I have never had anyone put into words so easily what I have lived with my entire life. Her article is here: The Internet is a place for real by Brittany Gibbons . If you have ever felt like you didn't fit in, as if you weren't were you were supposed to be than read this! It will open your eyes to the fact that you are not alone...
I have always felt alone. I have always felt as if I was supposed to be somewhere else, to be someone else. I don't fit in anywhere. I know how to laugh, how to go out and hang with people a few times a year, I get along pretty well with my family and we have a TON of great times, I am a good mother, I love my husband dearly, I do my job well and I get decent grades in college...but I am always on the outside. I don't like walking into crowded rooms full of people I know...yes people I know. Strangers don't bother me at all. However, ask me to walk through the cafeteria at my work, during a busy lunch hour and I won't do it.
Much of my life has been spent not fitting in, over-reaching in friendships and relationships to just feel like a normal human being. I don't make friends easily. My social graces are pretty much nil. I have been married three times just trying to make a place for myself... a place where I felt I belonged. It wasn't until my daughter started school and began to communicate that I felt I had a place in this world, a reason for existing. Much of my life was spent just trying to get through, just trying to do something right.
I am a mother now. A damn good mother. But I am also a person with dreams, goals, health issues galore... I am facing the last part of my life know, this is simple truth. I am still trying to complete things, to leave this earth with a piece of me that is REAL, that is WHOLE. I have a job that is not the greatest, it is by no means challenging enough, nor does it use anything I believe I'm talented in but it pays my bills, it keeps me and my family in insurance, it is a place where I feel comfortable, and a place that I can belong in. My daughter is my one true light in life, the inspiration that keeps me going after my college education and better opportunities. My husband is my best friend. He doesn't push me to be something I'm not, he simply takes me as I am.
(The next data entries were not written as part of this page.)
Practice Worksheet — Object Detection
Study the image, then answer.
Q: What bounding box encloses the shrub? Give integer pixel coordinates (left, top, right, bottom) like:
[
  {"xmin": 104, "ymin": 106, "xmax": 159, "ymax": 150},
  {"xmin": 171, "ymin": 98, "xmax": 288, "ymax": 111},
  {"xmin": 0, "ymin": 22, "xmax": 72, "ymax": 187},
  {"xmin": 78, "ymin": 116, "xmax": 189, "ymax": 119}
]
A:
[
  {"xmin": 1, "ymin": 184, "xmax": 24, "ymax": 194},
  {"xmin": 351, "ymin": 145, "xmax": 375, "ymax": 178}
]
Physically, I may never get over the feelings of inadequacy I have about my shape, my size, my large chest, my bigger than necessary butt, my round stomach and chunky legs that can't fit into boots. I have not figured out how to accept the body that nature gave me which when combined with the awful physical side effects of the multiple drugs I take to stay alive causes me to be bigger than I'd like... However, I am a person. Inside the fat I am someone with thoughts, feelings, huge health issues, dreams, goals, and hope...
I don't know if I've found my place as well as Brittany Gibbons has. I don't know if I'll ever be as comfortable with myself as she's been able to be. I don't have the Internet following that she does. I don't have friends surrounding me that I can call in the middle of a Saturday and say "Hey want to get some coffee, I have some time here, I'd like to see you..." I'm not sexy or beautiful anymore and flirting is no longer part of my vocabulary.
BUT---- I am able to walk into a classroom and sit for hours on end digesting theories about Kurt Vonnegut in one class and deciphering industrial psychology in another. I study hard, I spend time budgeting for a family on one income, I share countless moments with my daughter. And when I feel as if I'm not in my place... I just sit back and remind myself--- It's okay, I'm okay, I'm alive, I'm still walking, working and finishing school. I don't need to be anything else but okay... okay is my place to be.